表情を見るとホッとしているように見えたからこれで良かったのだろう。

「どちらから試すか、それと期間についてはこちらで決めておくよ。保さんは安心して退院の日を迎えたらいい。必要なものはどちらの家にももう揃っていると思うから心配しないでいいよ」

「もう、揃ってる?」

「ああ。保さんに会って、何も準備を整えない両親じゃないんだ。それくらい、保さんを気に入っているんだよ」

保さんは驚いているようだったが、絶対にもうどちらの家にも保さん用の部屋が用意されていることだろう。
いや、それだけでなく、直くん用の部屋も絶対に作られているはずだ。

直くんがぬいぐるみを喜んでいたから、きっと部屋は可愛いぬいぐるみで溢れているだろうな……。

きっと我が家にもその部屋はできるだろう。
どこに行っても愛される、その未来しか見えない。

また来るから。
そう声をかけて絢斗と病室を出た。

「絢斗、さすがだったな。お試しなんて私は考えもつかなかった」

「でしょう? もっと褒めてくれていいよ」

得意げな顔をする絢斗が可愛くてたまらない。

「今夜二人の時にたっぷりと褒めてあげるよ」

「卓さんったら!」

一気に顔を赤らめる絢斗をそっと抱き寄せ、周りに絢斗の可愛い顔が見えないように駐車場に向かった。

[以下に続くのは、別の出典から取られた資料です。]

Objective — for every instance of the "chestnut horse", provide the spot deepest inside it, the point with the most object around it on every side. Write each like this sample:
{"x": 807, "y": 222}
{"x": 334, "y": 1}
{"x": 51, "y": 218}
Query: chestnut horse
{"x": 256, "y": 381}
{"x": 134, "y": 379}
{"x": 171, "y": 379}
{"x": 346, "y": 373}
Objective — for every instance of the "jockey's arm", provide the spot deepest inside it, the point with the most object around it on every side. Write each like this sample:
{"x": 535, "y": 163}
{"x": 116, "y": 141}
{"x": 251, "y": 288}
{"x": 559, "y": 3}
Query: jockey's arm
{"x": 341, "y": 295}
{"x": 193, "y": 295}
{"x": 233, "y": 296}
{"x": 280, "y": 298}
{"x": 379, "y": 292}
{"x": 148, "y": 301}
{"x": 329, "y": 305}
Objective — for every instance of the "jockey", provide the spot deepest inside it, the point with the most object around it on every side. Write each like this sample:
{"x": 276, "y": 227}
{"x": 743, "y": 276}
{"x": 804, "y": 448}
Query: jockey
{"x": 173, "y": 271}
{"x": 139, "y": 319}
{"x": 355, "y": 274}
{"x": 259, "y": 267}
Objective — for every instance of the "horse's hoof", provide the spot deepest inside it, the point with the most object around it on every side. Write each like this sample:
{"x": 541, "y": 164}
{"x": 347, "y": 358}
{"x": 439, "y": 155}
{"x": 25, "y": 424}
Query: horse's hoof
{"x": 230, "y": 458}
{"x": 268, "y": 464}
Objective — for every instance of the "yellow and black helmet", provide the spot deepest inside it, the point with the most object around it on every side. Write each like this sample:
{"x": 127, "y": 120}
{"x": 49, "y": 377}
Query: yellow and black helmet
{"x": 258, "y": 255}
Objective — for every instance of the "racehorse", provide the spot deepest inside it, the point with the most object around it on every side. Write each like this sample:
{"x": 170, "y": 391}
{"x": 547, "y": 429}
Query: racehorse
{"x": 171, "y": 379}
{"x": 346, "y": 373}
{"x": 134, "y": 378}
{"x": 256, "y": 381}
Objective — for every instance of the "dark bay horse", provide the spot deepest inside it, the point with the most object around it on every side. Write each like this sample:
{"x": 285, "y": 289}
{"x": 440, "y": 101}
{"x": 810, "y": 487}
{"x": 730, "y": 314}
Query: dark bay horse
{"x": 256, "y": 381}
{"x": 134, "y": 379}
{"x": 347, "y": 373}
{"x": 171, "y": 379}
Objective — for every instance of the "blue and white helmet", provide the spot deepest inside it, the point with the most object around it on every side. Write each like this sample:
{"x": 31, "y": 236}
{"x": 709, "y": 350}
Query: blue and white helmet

「来週から、できるだけリモートで講義ができるように申請しておくね」

「ああ、絢斗が大学に行かなくてはいけない場合は、私が事務所で直くんを見ておくから、無理しない範囲でリモートにしてくれたらいい」

「うん、大丈夫」

小さな子どもとの生活が始まると言うことは私たちの生活も変わると言うことだからな。
協力してやっていかないと。絢斗だけに負担はかけないようにしないとな。